Spraying and Spreading in One Aircraft

The T100 ships in spray configuration and converts to a spreading system for seeding, granular fertilizer, or pest bait. Because both the spray and spread payloads are rated to 100 kg, one aircraft covers both workflows across a season rather than requiring a second platform.

RTF Kit vs Airframe Kit: Which to Buy

RTF Kit — $39,999: the complete package. Aircraft, RC Plus 2 controller, and batteries — everything you need to start flying. The right choice for operators new to the T100 ecosystem.

Airframe Kit — $21,818: the aircraft and spraying system for operators who already own compatible DJI AG batteries and controller hardware from a T50 or similar platform and just need the new airframe.

Plan for at least three DB2160 batteries ($2,499 each) for continuous operation, plus a field-grade charger and power source.
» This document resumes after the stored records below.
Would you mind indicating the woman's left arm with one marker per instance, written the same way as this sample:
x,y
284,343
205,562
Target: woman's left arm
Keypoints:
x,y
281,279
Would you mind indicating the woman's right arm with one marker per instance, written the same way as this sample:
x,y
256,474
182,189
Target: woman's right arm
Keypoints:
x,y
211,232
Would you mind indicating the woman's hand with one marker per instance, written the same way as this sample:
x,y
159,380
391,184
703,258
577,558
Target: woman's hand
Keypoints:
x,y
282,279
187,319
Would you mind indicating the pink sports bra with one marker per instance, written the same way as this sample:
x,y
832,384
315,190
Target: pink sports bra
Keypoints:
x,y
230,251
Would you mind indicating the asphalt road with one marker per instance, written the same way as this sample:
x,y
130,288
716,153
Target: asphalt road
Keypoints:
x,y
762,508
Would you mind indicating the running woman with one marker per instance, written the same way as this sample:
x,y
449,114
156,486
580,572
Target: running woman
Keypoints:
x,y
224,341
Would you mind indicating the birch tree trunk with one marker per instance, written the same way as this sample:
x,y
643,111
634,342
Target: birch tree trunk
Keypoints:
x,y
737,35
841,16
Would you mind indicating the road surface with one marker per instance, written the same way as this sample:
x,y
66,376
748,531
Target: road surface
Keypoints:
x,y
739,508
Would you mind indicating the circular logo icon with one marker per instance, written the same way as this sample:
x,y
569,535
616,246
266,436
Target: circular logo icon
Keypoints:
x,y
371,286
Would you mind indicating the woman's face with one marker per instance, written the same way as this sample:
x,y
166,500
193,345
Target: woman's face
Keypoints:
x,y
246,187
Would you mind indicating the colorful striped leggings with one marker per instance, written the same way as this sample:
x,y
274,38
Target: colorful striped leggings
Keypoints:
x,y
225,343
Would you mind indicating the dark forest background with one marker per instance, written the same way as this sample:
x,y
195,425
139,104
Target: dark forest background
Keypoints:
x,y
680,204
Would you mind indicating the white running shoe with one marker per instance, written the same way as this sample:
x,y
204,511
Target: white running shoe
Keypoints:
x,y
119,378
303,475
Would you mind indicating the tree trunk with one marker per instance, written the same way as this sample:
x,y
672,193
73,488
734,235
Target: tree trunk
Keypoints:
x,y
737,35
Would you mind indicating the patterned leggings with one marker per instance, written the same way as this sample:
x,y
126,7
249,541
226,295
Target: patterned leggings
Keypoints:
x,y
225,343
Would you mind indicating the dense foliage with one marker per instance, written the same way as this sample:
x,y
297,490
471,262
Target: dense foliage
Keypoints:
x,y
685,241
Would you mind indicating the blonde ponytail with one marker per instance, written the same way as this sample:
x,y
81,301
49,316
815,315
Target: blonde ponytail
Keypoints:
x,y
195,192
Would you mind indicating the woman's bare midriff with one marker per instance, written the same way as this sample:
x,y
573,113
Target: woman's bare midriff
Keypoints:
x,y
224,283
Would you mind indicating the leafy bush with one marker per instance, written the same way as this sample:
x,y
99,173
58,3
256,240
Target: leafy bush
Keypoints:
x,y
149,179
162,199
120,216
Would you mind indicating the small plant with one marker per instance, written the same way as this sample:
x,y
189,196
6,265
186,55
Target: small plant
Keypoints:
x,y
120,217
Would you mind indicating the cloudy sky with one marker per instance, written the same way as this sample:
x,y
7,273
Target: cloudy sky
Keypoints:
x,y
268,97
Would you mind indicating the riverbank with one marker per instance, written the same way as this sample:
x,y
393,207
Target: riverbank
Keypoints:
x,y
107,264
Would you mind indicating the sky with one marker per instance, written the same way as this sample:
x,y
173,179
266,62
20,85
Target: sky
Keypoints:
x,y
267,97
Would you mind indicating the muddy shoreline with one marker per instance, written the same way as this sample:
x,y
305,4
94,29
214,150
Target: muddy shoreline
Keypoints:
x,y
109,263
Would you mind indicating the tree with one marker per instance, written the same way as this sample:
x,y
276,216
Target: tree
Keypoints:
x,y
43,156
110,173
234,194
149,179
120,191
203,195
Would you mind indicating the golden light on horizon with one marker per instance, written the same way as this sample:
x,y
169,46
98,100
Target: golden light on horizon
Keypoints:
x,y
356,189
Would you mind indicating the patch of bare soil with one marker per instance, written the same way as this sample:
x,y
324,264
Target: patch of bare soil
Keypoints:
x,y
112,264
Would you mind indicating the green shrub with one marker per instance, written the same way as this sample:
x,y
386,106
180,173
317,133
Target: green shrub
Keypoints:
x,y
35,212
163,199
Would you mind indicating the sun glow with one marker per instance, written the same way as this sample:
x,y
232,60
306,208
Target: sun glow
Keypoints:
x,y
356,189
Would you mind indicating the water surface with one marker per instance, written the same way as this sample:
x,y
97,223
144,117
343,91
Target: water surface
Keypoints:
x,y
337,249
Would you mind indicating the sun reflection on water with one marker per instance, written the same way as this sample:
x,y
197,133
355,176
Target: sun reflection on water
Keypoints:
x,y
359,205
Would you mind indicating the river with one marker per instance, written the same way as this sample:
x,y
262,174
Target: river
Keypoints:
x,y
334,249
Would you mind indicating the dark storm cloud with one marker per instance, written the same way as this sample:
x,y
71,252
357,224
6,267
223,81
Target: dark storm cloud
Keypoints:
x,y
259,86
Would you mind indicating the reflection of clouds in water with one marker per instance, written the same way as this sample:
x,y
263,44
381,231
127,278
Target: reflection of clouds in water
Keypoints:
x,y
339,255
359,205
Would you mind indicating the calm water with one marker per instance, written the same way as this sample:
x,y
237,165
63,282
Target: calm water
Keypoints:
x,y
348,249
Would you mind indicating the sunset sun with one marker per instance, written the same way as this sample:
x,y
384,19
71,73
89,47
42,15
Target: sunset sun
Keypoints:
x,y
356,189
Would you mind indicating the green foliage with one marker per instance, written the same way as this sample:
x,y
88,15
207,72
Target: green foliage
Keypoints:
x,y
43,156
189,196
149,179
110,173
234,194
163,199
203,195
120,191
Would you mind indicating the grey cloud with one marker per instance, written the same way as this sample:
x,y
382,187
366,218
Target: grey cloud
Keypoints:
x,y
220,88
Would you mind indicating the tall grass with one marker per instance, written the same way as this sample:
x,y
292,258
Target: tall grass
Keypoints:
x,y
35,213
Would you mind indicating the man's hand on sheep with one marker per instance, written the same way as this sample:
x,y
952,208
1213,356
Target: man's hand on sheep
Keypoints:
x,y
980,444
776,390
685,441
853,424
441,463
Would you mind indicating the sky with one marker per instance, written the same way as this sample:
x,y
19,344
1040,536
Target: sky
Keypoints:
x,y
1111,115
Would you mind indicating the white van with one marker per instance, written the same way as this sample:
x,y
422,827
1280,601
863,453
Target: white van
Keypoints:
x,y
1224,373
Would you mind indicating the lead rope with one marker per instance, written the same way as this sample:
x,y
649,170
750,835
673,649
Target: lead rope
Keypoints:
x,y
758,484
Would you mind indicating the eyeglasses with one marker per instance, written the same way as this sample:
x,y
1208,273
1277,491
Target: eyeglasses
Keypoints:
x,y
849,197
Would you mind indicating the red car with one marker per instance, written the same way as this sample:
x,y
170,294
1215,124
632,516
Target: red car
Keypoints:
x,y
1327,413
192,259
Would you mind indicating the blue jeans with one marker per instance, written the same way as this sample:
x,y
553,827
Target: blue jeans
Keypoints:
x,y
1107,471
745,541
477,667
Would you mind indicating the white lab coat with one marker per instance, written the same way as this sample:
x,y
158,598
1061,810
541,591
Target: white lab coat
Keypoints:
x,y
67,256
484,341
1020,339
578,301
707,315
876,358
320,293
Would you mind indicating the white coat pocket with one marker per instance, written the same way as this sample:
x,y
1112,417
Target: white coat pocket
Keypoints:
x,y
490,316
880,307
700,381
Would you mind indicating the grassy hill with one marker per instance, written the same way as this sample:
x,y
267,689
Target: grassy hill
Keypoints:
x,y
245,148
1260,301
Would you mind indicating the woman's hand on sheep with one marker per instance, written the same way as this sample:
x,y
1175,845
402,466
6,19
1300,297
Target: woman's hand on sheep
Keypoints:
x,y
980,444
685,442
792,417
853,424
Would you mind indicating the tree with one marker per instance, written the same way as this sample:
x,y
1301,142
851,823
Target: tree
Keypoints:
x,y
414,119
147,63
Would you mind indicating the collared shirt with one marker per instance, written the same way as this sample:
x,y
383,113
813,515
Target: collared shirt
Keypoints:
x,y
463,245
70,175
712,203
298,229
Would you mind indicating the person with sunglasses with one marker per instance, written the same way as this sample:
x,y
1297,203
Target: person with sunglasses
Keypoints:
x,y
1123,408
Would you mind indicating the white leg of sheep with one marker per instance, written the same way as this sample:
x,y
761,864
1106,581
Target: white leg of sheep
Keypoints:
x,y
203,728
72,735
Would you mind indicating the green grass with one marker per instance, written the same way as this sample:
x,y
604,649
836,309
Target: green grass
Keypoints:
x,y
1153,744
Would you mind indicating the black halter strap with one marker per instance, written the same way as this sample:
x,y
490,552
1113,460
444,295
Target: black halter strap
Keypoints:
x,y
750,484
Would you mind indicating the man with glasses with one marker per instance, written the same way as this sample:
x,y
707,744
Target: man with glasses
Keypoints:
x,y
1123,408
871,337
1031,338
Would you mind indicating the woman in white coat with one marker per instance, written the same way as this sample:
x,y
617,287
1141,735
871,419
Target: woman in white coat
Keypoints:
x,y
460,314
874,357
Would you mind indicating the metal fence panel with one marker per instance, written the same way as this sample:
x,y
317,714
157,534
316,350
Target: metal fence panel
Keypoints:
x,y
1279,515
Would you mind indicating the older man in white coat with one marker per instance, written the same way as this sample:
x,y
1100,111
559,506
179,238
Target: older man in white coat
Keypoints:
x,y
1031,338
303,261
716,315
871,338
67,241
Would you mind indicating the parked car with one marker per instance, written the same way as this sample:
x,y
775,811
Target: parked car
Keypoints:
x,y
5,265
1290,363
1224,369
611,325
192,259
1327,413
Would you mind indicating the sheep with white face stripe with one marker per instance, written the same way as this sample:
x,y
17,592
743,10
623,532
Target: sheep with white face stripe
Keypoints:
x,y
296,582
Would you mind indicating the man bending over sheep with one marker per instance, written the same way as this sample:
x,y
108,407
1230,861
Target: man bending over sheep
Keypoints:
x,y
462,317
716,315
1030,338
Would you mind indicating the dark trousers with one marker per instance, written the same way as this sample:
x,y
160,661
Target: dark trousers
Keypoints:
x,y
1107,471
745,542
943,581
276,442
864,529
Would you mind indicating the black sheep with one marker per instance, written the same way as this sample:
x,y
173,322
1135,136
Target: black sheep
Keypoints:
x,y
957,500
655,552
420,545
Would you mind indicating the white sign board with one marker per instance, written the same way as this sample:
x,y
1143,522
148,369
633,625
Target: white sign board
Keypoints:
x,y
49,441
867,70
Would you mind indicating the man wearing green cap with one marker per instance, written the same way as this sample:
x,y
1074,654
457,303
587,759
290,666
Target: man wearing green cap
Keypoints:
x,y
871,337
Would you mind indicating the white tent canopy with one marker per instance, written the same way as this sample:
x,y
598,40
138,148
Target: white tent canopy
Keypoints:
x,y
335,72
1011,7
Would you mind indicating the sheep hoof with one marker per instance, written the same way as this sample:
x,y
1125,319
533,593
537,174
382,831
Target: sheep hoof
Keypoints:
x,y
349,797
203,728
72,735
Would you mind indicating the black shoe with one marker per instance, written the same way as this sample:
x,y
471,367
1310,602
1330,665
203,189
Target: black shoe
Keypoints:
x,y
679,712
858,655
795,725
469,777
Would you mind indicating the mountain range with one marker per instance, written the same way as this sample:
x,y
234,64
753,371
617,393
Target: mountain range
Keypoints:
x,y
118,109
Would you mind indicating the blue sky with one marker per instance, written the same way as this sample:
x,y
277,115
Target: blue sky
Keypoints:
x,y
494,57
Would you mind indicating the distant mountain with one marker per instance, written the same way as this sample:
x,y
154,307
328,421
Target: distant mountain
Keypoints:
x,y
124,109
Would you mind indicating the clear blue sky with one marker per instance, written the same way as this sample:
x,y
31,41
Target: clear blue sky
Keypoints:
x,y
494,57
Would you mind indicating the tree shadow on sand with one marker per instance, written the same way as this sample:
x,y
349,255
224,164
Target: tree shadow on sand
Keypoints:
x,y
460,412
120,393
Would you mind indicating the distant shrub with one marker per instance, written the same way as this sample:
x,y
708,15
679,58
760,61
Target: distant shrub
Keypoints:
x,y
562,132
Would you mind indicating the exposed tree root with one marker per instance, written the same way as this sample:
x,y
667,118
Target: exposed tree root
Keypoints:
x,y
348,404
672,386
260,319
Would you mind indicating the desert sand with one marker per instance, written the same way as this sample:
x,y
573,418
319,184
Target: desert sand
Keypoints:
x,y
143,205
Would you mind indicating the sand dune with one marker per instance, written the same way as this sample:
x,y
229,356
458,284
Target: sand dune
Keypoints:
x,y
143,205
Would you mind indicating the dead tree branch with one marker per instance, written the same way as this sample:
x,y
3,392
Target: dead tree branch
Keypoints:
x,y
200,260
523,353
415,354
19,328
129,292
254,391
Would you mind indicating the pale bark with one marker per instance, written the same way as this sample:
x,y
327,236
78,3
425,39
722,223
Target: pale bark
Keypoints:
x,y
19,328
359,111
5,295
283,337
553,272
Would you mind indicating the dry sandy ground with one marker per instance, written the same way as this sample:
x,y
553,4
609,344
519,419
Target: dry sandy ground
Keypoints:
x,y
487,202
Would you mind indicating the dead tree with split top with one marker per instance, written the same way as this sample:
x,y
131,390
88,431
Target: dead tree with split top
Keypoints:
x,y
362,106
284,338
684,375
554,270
Licensing: What You Need Before You Fly

Commercial operation in the US requires an FAA Part 107 Remote Pilot Certificate at minimum. Because the T100's max takeoff weight is well above 55 lbs, it falls outside standard Part 107 and requires a special airworthiness certificate or FAA operational exemption. DJI's agricultural platforms have an established path through this process, but plan for several months of lead time before your first commercial flight. Operations over people, BVLOS, or at night require additional waivers. Global Drone HQ can help you navigate the process — reach out before you order.

Frequently Asked Questions

How much can the DJI Agras T100 carry?

The T100 carries 100 kg (220 lbs) of payload in its onboard tank — either liquid spray or granular spread material. Its max takeoff weight is approximately 225 kg. This is the largest tank capacity of any production agricultural drone.

What is the realistic daily output of a T100?

In good conditions, a skilled operator running a 3-battery rotation covers 500–800+ acres per day. The 70 acres/hour figure is peak operational efficiency; real-world output factors in tank refills, battery swaps, and field navigation.

How long does the T100 battery take to charge?

The DB2160 battery charges in about 9 minutes on DJI's rapid charger, which is what allows the T100 to sustain near-continuous operation through a 3-battery rotation.

Can the T100 both spray and spread?

Yes. It ships in spray configuration and converts to a spreading system for seed, granular fertilizer, or pest bait, with the same 100 kg capacity and variable-rate support.

Does the T100 require special licensing?

Yes. Beyond an FAA Part 107 certificate, the T100's weight requires a special airworthiness certificate or FAA exemption. Build this timeline into your purchase planning.